A copper-based compound, Cu(ATSM), has been shown to reduce toxic protein buildup and improve memory in a mouse model of Alzheimer's disease.
Key Findings
Researchers at Monash University reported the following quantitative results after a 56-day treatment period in laboratory experiments:
- Amyloid-beta Reduction: Soluble amyloid-beta protein levels were reduced by 42%.
- Memory Improvement: Spatial learning performance improved by nearly 44%.
- P-glycoprotein (P-gp) Levels: The abundance of P-gp clearance pumps at the blood-brain barrier increased by 24.1%.
Background
Alzheimer's disease is characterized by the accumulation of amyloid-beta proteins in the brain. Under normal conditions, these proteins are cleared via P-glycoprotein (P-gp) pumps located in the blood-brain barrier. In Alzheimer's disease, the function of these pumps is reduced, leading to protein accumulation.
Cu(ATSM) is described as a brain-penetrating copper compound with anti-inflammatory and neuroprotective properties. The compound has previously undergone safety evaluations and clinical testing for other neurological conditions, including Parkinson's disease and amyotrophic lateral sclerosis (ALS).
Researcher Statements
"This treatment engages the brain's blood vessels to lower toxic protein levels, resulting in behavioral benefits."
— Lead author Dr. Jae Pyun, Monash Institute of Pharmaceutical Sciences
Dr. Pyun noted that this is the first study to show that Cu(ATSM) can increase the abundance of P-gp clearance pumps in an Alzheimer's model.

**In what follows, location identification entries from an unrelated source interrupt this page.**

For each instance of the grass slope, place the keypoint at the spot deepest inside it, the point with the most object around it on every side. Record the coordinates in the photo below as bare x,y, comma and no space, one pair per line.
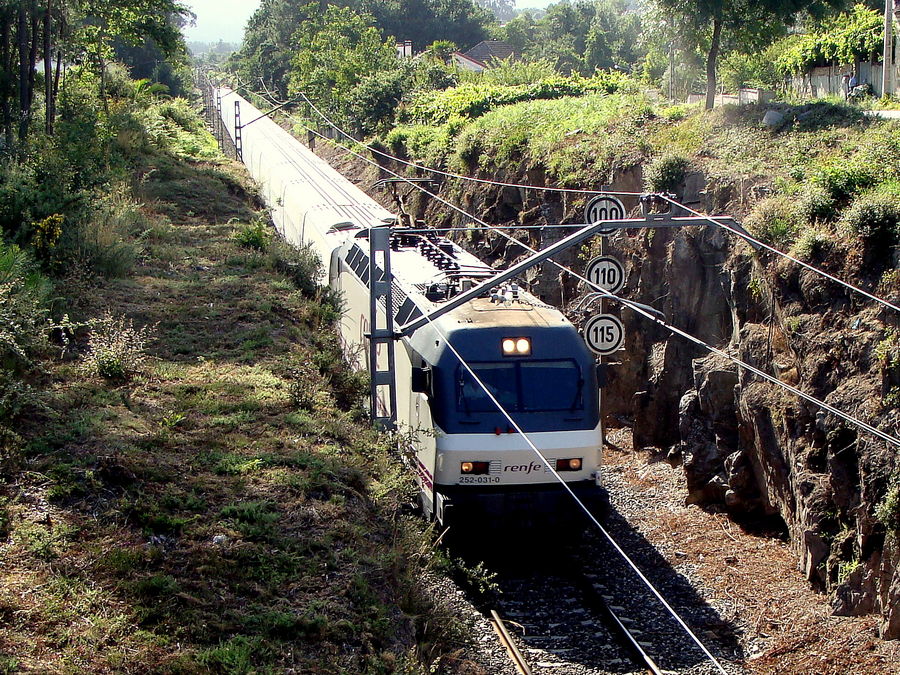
225,509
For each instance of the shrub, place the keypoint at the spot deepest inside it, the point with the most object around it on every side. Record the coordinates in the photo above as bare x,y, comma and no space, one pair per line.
104,242
254,235
816,203
774,220
888,509
116,348
843,179
812,245
299,264
373,102
875,219
666,173
473,100
24,294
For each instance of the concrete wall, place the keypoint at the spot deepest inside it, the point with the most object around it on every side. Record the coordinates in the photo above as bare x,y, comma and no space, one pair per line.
826,80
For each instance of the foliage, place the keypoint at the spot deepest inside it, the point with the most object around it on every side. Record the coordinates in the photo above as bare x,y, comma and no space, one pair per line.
116,349
666,173
274,30
774,221
842,39
335,52
471,100
253,235
24,295
372,104
874,218
888,509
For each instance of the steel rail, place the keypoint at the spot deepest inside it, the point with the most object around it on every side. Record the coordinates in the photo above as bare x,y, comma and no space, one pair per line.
638,653
510,645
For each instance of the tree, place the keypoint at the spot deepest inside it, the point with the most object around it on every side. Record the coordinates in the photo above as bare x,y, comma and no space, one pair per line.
709,24
130,21
335,52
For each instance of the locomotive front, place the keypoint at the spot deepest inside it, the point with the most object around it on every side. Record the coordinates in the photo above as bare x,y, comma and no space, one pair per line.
538,369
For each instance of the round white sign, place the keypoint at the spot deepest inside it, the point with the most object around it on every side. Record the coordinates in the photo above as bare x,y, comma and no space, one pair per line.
604,334
607,273
604,207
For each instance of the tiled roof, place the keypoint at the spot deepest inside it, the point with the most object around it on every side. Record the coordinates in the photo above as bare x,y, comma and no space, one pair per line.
490,50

"The results support the rationale for testing this drug in early symptomatic Alzheimer's disease."
— Senior author Professor Joseph Nicolazzo, Centre for Drug Candidate Optimisation
Professor Nicolazzo noted that the compound's existing safety data could potentially accelerate its path to human studies for Alzheimer's.
Future Research
The research team plans to investigate the precise clearance mechanisms to understand how amyloid-beta exits the brain into the bloodstream. They also suspect that the copper treatment may empower microglial cells to consume and degrade toxic plaques.
The study was published in the journal ACS Chemical Neuroscience.